It is therefore puzzling that it has taken the City so long to wake up to the implications of an inquiry into savings and the financing of industry launched last year by Stephen Dorrell, that scion of a family of industrial clothing and overalls manufacturers in feet-on-the-ground Worcester.
Mr Dorrell also happens to be Financial Secretary to the Treasury, and works under the orders of Kenneth Clarke, who wants the Government to be more friendly to businessmen who make things.
Work on the 1994 Budget begins in early summer, a couple of months away. Imagine the danger: before the chaps in the Square Mile have got their lobbying act together, there could be a blueprint in the Treasury for all sorts of new tax wheezes to divert funds to manufacturing, at the expense of banks, pensions funds and insurance companies.

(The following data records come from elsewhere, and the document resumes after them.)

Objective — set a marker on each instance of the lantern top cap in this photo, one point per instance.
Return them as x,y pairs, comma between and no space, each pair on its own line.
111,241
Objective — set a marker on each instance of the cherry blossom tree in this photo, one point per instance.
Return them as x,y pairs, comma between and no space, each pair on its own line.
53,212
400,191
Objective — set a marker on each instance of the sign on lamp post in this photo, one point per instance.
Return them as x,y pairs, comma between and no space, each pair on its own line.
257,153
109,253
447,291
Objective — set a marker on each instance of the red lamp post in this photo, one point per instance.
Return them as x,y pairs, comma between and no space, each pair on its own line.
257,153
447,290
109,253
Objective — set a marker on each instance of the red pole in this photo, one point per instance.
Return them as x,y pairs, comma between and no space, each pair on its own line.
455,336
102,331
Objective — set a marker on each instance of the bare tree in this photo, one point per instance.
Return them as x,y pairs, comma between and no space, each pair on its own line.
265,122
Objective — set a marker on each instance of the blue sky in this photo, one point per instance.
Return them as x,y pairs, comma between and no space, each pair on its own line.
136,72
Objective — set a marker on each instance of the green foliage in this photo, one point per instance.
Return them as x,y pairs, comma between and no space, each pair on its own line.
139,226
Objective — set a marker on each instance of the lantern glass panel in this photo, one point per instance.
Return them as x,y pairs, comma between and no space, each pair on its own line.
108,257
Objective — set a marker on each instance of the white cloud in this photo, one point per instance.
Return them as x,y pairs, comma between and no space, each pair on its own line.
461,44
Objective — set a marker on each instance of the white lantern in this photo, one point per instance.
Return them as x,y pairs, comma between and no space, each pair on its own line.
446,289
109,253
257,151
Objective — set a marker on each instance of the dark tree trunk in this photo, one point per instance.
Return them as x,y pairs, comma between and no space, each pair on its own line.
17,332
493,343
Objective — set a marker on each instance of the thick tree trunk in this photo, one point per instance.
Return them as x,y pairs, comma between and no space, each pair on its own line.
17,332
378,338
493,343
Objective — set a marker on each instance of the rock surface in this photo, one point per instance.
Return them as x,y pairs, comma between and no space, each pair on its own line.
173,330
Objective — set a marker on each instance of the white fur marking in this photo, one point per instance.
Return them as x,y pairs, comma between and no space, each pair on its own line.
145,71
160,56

Remember last year's 2.5 per cent insurance premium tax? We may not have seen anything yet.
Anxious that the battle will go by default if institutions do not fight back, Paddy Linaker, managing director of M&G, the unit trust group, yesterday urged the City to get its wagons in a circle before it's too late.

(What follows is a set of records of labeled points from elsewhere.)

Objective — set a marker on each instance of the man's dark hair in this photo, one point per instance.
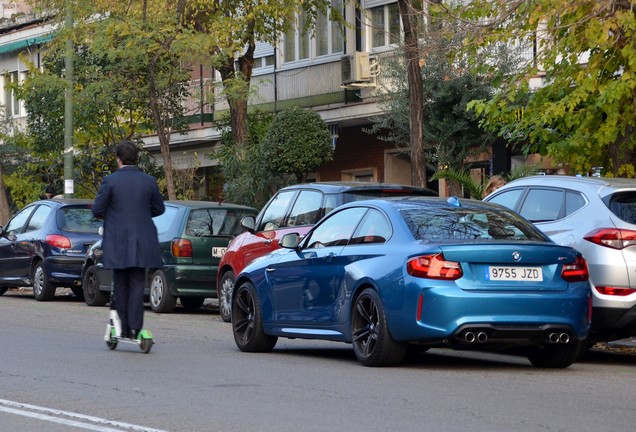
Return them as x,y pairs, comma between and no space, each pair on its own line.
127,152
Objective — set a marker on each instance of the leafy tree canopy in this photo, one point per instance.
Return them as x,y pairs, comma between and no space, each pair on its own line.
298,142
585,111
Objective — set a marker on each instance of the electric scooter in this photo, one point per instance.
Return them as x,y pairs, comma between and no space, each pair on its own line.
113,333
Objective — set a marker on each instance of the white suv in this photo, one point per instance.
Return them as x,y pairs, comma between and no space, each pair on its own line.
597,216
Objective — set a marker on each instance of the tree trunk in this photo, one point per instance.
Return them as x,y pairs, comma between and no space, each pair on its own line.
5,212
164,141
416,92
238,103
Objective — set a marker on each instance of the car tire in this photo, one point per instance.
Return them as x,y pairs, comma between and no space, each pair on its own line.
556,355
43,290
247,321
93,296
372,342
192,303
161,300
226,286
78,292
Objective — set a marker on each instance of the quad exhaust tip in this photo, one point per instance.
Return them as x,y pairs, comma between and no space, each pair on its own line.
471,337
559,338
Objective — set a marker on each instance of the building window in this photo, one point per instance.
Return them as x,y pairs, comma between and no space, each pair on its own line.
296,43
328,40
384,25
363,175
264,62
11,101
329,35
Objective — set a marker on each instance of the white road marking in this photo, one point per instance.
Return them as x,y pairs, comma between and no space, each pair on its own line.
69,418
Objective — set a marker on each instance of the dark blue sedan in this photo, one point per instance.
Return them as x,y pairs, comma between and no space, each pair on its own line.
44,244
384,274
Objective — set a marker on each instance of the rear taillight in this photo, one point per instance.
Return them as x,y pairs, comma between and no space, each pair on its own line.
612,237
182,248
615,291
434,267
577,271
58,241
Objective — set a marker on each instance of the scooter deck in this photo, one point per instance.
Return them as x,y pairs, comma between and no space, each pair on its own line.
144,339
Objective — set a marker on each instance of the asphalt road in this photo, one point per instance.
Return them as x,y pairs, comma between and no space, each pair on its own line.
57,374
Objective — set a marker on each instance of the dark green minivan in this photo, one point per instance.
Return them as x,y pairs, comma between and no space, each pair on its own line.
193,236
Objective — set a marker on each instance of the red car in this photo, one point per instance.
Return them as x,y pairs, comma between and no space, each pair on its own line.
293,209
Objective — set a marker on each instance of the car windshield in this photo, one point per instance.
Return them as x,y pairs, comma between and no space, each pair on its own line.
624,206
437,223
78,219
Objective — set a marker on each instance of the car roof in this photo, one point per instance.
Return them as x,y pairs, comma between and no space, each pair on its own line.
360,187
560,180
207,204
68,201
426,201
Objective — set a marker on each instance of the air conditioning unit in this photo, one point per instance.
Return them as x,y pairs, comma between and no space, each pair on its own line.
355,67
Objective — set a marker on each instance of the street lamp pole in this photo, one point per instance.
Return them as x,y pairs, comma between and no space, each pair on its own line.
69,187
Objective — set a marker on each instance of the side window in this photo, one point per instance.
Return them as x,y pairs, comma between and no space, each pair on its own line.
306,210
508,198
573,202
37,220
77,219
200,223
274,214
16,225
338,229
163,221
375,228
542,205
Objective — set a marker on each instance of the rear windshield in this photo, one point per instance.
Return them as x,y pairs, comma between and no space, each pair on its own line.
215,222
445,223
78,219
361,195
623,205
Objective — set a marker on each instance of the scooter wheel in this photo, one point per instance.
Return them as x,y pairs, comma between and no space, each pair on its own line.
146,345
112,344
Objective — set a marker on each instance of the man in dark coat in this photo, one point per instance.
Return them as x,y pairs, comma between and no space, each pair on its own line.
127,200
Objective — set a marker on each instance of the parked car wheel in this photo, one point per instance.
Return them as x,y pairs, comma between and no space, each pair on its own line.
247,321
90,285
372,342
192,303
43,290
225,296
161,301
556,355
78,291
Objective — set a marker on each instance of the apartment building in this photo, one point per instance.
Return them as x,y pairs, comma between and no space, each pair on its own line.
334,73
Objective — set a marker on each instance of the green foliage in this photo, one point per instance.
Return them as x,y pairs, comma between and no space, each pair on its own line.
473,188
298,142
584,115
451,132
246,170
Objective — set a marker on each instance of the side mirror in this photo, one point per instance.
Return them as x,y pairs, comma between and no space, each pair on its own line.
290,241
249,223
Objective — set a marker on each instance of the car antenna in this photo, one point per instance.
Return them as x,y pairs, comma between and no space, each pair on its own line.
454,201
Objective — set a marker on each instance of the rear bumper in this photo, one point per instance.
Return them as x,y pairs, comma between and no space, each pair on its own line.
64,270
613,323
197,281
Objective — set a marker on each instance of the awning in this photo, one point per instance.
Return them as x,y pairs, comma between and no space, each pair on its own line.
25,43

Mr Dorrell has been asking a lot of tough questions. Why is it so difficult to raise capital for hi-tech start-ups? Why are relationships between finance and industry so poor? How come manufacturing has shrunk as a proportion of the economy? Why are dividends so high compared with other countries, draining industry of cash?
Mr Linaker, a noted enthusiast for high dividends, has an answer to the last question. Yes, dividends are high, but it is six of one and half a dozen of the other. In countries where bank lending is a larger proportion of business financing, banks insist on very high cash surpluses inside companies, to make doubly sure they can cover their interest. The effect on investment is the same.
The argument has some force. As a report this week by BZW and Dun & Bradstreet found, only 33 per cent of British companies borrow from banks at all. So importing German banking methods is not going to save the British economy. As usual, the Government is barking up the wrong tree.